8vo. Original green cloth gilt; pp. x + 208 + 32 (ads.), wood-engraved illustrations in the text after George Darwin; previous owner's signature to prelim, partially uncut, very good.
Second edition, fifth thousand. Darwin's investigation of the adaptive value of climbing plants was originally issued in the Journal and Proceedings of the Linnean Society of London in 1865 and was only published in book form in 1875 in its second edition, which greatly enlarged the original work of 118 pages to 208 pages. Darwin "found that `climbing' is a result of the process of nutation; the apex of the plant's stem bends to one side while it grows and the plane of the bend itself revolves, clockwise or counterclockwise, so that the apex describes circular sweeping movements.
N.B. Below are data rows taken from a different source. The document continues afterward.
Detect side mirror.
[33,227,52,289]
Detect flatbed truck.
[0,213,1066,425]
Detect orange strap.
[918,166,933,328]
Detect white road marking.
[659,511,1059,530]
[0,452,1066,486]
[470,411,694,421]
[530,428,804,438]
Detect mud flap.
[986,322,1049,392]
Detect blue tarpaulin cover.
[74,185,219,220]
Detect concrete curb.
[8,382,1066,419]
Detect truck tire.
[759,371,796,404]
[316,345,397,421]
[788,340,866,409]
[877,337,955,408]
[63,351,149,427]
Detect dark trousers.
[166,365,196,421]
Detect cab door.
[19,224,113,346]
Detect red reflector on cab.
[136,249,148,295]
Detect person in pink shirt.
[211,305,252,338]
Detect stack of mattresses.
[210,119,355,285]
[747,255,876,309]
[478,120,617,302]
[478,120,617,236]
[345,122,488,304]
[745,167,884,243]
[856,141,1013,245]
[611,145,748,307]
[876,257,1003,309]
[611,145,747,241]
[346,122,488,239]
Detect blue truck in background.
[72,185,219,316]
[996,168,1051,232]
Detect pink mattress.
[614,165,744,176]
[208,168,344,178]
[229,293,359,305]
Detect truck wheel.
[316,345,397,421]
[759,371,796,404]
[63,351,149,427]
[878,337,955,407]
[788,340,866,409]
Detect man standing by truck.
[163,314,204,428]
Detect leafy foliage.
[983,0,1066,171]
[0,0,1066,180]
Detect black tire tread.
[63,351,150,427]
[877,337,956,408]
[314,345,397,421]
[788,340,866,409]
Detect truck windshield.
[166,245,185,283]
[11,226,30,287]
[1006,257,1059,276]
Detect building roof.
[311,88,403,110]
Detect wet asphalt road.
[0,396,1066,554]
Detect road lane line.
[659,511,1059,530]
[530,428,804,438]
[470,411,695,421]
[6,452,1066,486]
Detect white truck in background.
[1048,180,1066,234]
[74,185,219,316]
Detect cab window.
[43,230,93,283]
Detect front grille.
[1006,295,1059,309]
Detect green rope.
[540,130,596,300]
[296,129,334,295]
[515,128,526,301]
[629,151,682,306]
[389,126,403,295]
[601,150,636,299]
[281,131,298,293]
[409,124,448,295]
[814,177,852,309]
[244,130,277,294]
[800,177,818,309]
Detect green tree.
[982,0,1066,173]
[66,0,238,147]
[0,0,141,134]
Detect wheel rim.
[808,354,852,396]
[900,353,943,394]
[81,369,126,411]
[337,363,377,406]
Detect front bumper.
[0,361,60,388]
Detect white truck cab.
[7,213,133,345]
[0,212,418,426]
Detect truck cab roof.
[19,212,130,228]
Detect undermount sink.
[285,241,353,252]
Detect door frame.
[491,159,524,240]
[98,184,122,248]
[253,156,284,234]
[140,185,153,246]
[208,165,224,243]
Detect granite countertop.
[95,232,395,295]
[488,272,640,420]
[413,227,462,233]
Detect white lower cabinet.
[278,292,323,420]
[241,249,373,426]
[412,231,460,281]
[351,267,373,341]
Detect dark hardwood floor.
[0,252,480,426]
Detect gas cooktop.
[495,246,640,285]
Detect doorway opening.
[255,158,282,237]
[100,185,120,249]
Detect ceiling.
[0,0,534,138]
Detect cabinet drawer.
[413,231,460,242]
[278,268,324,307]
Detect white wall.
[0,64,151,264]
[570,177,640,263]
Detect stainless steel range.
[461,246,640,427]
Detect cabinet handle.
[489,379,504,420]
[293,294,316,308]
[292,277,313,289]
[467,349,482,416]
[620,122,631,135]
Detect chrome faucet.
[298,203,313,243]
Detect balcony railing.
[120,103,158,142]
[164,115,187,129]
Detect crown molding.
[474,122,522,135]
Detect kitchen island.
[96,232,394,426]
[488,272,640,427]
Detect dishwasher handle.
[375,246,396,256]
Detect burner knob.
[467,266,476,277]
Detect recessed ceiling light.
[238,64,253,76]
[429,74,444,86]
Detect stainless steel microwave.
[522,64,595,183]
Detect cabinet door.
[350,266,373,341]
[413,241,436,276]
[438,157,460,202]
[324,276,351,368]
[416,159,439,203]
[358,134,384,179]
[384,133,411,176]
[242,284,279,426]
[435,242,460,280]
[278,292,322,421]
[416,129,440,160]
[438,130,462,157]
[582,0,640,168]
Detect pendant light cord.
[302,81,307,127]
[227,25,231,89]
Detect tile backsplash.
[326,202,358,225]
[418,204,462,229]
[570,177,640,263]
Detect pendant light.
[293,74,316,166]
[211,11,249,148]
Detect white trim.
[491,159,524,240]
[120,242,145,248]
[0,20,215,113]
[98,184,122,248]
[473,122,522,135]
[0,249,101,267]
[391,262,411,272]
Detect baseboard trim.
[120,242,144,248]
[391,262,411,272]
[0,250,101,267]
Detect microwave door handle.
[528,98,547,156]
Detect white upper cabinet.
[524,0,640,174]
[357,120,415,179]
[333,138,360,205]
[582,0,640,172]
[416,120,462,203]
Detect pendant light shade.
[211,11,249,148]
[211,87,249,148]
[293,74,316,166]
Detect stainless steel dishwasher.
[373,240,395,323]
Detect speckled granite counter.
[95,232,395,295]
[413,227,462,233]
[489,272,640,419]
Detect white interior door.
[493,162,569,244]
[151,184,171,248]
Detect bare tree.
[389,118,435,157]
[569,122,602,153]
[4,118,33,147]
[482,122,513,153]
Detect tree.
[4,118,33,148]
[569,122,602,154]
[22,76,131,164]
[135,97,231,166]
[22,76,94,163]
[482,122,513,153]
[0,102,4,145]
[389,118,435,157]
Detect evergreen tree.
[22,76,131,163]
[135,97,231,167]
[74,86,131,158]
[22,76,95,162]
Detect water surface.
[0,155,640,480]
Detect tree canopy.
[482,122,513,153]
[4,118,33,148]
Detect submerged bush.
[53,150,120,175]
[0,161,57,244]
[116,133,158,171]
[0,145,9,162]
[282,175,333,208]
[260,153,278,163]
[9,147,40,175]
In the hop plant -- in hot weather, during daylight hours -- it takes a little over two hours for each revolution. If the growing stem hits nothing, it continues to circle; if it hits an object it wraps itself around it by twining. Twining thus enables a young and feeble plant, in one season, to raise its growing point and leaves much higher from the ground, with more exposure to sunlight and air, without expending time and energy in the synthesis of woody supporting tissues. There is a further delicate adaptation here; a twining plant will not twine around an object larger than approximately six inches in diameter. This adaptation prevents it from climbing up a large tree, where it would be deprived of air and sun by the tree's own leaves" (DSB III, p. 575). Darwin continued these researches further after publication through his investigations into the mechanics of the bending of a plant's stem, which were published in The Power of Movement in Plants in 1880.